Since 2006, methane emissions have risen by 25 teragrams (a unit of weight so large that NASA notes you would need more than 200,000 elephants to equal one teragram) every year. To date researchers have been unable to pinpoint the cause of the increase but a new study from the National Aeronautics and Space Administration (NASA) has revealed two-thirds of methane emissions originate from the Oil & Gas Industry.

Heating up

NASA’s team of researchers found that almost 17 teragrams per year of the increase is due to fossil fuels. While Carbon Dioxide (CO2) emissions are largely blamed for global warming, methane is a greenhouse gas capable of trapping 86 times as much heat as CO2. An increase in the concentration of greenhouse gases blocks heat from escaping Earth, “forcing” climate change, increasing temperatures, the likelihood of extreme weather and raising sea levels.

New and innovative extraction methods have led to an increase in US shale production in recent years. As the main constituent in natural gas, methane is released during the mining and distribution of fossil fuels.

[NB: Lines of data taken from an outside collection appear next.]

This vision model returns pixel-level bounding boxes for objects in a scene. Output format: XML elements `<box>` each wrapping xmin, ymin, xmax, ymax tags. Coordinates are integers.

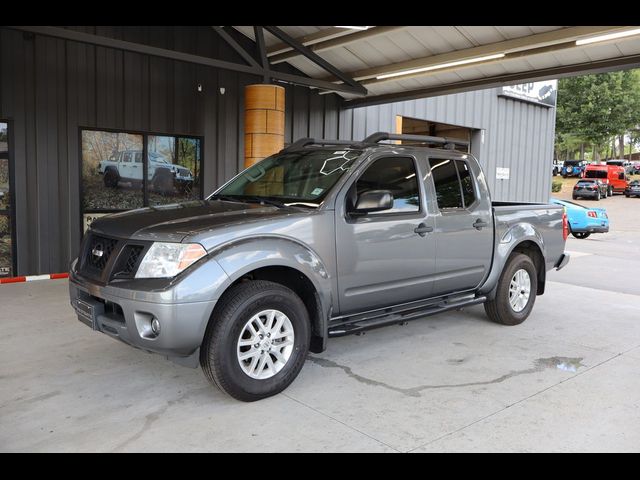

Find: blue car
<box><xmin>561</xmin><ymin>160</ymin><xmax>586</xmax><ymax>178</ymax></box>
<box><xmin>550</xmin><ymin>197</ymin><xmax>609</xmax><ymax>239</ymax></box>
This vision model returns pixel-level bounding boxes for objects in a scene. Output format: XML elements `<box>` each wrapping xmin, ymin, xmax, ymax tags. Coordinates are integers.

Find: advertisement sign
<box><xmin>500</xmin><ymin>80</ymin><xmax>557</xmax><ymax>107</ymax></box>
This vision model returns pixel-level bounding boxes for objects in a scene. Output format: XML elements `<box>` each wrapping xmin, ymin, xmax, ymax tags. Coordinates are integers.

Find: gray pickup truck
<box><xmin>69</xmin><ymin>132</ymin><xmax>570</xmax><ymax>401</ymax></box>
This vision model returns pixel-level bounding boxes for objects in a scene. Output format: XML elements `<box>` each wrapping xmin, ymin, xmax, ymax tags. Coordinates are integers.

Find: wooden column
<box><xmin>244</xmin><ymin>84</ymin><xmax>285</xmax><ymax>168</ymax></box>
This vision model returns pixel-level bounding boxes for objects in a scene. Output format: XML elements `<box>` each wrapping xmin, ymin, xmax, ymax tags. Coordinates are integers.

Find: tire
<box><xmin>103</xmin><ymin>168</ymin><xmax>119</xmax><ymax>188</ymax></box>
<box><xmin>572</xmin><ymin>195</ymin><xmax>578</xmax><ymax>200</ymax></box>
<box><xmin>562</xmin><ymin>175</ymin><xmax>567</xmax><ymax>178</ymax></box>
<box><xmin>152</xmin><ymin>170</ymin><xmax>174</xmax><ymax>195</ymax></box>
<box><xmin>595</xmin><ymin>191</ymin><xmax>600</xmax><ymax>201</ymax></box>
<box><xmin>572</xmin><ymin>232</ymin><xmax>591</xmax><ymax>239</ymax></box>
<box><xmin>626</xmin><ymin>194</ymin><xmax>630</xmax><ymax>198</ymax></box>
<box><xmin>484</xmin><ymin>253</ymin><xmax>537</xmax><ymax>326</ymax></box>
<box><xmin>603</xmin><ymin>189</ymin><xmax>607</xmax><ymax>198</ymax></box>
<box><xmin>609</xmin><ymin>187</ymin><xmax>613</xmax><ymax>196</ymax></box>
<box><xmin>200</xmin><ymin>280</ymin><xmax>310</xmax><ymax>402</ymax></box>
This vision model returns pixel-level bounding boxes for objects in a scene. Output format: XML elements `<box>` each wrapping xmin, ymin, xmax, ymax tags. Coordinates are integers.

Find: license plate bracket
<box><xmin>75</xmin><ymin>297</ymin><xmax>104</xmax><ymax>330</ymax></box>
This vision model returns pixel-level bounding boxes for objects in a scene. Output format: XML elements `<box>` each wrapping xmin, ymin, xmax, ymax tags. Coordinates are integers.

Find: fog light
<box><xmin>151</xmin><ymin>318</ymin><xmax>161</xmax><ymax>335</ymax></box>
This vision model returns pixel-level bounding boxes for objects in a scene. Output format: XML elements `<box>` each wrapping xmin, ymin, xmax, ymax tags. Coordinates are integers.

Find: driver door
<box><xmin>334</xmin><ymin>154</ymin><xmax>436</xmax><ymax>314</ymax></box>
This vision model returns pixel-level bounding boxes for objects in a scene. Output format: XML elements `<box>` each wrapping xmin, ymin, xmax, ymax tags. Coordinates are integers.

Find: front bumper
<box><xmin>68</xmin><ymin>263</ymin><xmax>226</xmax><ymax>364</ymax></box>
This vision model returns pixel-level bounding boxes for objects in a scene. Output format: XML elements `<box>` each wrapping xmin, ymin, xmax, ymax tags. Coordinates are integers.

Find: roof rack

“The sharp increase in methane emissions correlates closely with the U.S. fracking boom,” said Jim Warren, executive director of the climate watchdog group NC WARN. “Leaking and venting of unburned gas—which is mostly methane—makes natural gas even worse for the climate than coal.”

Following routine

Due to the high greenhouse gas rating of methane, it is environmentally better to flare methane than release it into the atmosphere. Burning of methane converts the gas to carbon dioxide and water vapour.

Gas flaring can also reduce the risk of explosion on oil and gas sites. Flares can be used to burn excess natural gas, reducing the potential for a dangerous build-up of pressure.

However, flaring also represents a waste of valuable energy. A 2015 report from the World Bank stated that every year 140 billion metric cubic meters of natural gas is flared at oil fields around the world – enough energy to provide power to Africa. While gas is often flared for safety reasons, a large proportion is still flared as the main method of disposal for facilities that do not have the infrastructure to capture, transport and monetise it.

No routine flaring

Support is growing for initiatives such as the World Bank’s Zero Routine Flaring (ZRF) to reduce the oil and gas sector’s combined routine carbon emissions. Launched in April 2015 with 25 endorsers, the ZRF initiative brings governments, oil companies and development institutions together to work toward eliminating routine gas flaring by 2030.

Signatories to ZRF have committed to eliminating flaring within existing operations, ensuring new sites incorporate gas utilisation solutions that avoid routine gas flaring or venting and publicly report flaring volumes on an annual basis.

Measuring flare gas is important for reducing environmental impact but is one of the most challenging types of gas flow measurement. Fluenta’s ultrasonic flare gas meter provides accurate emissions information for reporting and helps companies to manage their gas flaring processes – knowing how much natural gas they burn and when this can be restricted.  While traditional industries have been slow to realise the potential in technology, the energy sector is finally understanding the role it can play in restricting environmental damage from oil and gas processes.